N’en reste pas moins un système de combat qui se développe au fur et à mesure de la progression, avec l’utilisation par exemple des champs rouge et bleu. Assez rapidement dans le jeu, certains ennemis nécessiteront d’utiliser ces zones autour de nous pour pouvoir être touchés par les attaques de Briar. Un élément pouvant paraître anodin, mais qui rajoute une certaine profondeur au gameplay. Il faut enchaîner les bonnes combinaisons de touches sans se tromper, et avec la nervosité des combats, les erreurs peuvent vite arriver. De quoi complexifier les affrontements, sans pour autant les rendre ingérables. Et si on ajoute à ça le système des armes secondaire, on se retrouve face à un système de combat vraiment bien rodé. L’arme principale, une énorme épée à deux mains, ne change jamais. Mais plusieurs combinaisons sont possibles : une massue pour briser l’armure des adversaires, un arc pour attaquer à distance, un fouet pour enchaîner les coups rapidement, etc etc. Chaque arme secondaire amène avec elle de nouvelles compétences, et diversifie le gameplay.

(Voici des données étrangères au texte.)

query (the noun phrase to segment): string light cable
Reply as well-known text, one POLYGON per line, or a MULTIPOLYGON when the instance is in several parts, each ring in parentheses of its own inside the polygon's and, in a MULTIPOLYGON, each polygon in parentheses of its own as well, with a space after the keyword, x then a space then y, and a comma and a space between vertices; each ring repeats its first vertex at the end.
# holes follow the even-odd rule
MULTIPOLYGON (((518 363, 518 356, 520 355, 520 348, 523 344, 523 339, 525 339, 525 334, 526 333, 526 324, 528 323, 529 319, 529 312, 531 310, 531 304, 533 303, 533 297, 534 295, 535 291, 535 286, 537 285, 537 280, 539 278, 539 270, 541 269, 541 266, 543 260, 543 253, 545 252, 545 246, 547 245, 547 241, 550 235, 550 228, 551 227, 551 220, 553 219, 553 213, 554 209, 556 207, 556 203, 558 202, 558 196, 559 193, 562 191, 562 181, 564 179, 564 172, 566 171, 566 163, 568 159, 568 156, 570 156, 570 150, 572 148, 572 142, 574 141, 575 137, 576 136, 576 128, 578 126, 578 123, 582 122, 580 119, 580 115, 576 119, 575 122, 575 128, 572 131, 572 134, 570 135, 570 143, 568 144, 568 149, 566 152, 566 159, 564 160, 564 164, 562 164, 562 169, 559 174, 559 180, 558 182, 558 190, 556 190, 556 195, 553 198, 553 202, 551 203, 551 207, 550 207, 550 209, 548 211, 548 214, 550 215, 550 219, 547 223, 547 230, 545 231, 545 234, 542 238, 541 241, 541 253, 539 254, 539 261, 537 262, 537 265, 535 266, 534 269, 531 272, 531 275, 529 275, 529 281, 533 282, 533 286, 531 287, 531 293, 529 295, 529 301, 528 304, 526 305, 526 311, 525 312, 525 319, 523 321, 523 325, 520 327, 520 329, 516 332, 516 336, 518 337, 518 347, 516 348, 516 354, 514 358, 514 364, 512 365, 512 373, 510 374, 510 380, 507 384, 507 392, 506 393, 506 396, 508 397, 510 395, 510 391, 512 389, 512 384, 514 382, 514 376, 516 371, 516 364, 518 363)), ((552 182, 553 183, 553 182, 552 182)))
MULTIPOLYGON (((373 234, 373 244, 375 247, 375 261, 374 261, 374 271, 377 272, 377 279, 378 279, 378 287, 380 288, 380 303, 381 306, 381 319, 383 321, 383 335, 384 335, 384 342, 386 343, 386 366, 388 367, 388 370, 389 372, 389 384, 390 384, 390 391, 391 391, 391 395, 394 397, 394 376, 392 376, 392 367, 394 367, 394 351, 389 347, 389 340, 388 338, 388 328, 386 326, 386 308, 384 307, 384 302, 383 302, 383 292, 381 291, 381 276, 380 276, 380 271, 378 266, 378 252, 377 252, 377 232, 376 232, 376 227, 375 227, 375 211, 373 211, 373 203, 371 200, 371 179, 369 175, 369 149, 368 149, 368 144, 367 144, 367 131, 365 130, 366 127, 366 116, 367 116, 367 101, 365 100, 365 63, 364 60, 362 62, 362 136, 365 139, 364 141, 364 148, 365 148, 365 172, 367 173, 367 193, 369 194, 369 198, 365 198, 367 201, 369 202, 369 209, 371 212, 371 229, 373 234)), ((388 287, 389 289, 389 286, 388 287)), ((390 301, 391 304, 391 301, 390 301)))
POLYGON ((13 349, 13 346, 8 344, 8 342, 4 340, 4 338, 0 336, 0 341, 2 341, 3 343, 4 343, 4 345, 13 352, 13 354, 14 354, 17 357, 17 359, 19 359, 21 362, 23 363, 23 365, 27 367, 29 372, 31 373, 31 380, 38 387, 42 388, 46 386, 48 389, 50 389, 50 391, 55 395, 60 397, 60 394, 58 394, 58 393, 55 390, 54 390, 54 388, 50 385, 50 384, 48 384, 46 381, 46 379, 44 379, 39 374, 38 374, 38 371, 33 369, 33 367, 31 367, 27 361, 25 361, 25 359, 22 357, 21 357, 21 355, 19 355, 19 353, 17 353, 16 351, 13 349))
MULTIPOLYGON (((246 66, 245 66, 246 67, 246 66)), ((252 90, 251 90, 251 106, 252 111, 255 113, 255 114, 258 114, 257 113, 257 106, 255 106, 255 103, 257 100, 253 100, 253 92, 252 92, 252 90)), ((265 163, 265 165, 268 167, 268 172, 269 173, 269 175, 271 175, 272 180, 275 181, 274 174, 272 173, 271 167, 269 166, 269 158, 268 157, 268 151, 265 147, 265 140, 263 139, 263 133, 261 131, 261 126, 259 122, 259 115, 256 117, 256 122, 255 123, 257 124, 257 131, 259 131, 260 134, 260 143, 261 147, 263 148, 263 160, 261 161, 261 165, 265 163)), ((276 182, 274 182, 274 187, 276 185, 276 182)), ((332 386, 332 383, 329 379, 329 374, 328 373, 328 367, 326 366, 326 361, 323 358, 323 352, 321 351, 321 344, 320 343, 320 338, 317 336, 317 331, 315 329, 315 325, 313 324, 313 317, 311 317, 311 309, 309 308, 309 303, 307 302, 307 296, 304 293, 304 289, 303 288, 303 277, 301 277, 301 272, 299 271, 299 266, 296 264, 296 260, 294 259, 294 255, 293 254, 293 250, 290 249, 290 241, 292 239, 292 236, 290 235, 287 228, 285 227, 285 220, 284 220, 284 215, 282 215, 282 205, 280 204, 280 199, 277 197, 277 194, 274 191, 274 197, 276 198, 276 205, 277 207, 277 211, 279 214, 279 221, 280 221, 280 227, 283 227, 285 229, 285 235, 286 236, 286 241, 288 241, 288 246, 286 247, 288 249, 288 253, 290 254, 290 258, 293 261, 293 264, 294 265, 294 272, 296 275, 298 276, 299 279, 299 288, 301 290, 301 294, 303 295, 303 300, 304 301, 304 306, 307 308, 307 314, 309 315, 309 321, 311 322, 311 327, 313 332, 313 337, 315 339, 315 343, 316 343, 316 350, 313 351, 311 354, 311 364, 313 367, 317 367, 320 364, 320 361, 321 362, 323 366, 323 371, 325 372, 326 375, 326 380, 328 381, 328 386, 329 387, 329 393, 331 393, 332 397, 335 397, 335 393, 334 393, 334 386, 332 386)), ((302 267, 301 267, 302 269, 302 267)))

Pour revenir sur la mécanique des champs de couleur, elle est aussi utilisée lors des phases d’exploration, de plateforme et d’énigme. Car sont disséminés dans les niveaux des cristaux rouges et bleus, octroyant des points à dépenser pour obtenir des améliorations pour les deux sœurs. L’exploration est donc toujours récompensée et la progression est fluide, même lorsque les montants exigés pour acheter une compétence dépassent les quatre chiffres. On ne peut pas en dire autant des phases de plateformes, qui auraient pu être intéressantes grâce à l’utilisation du champ bleu pour faire apparaître une plateforme et sauter dessus, mais encore une fois le placement de la caméra rend ces passages plus éreintants qu’amusants.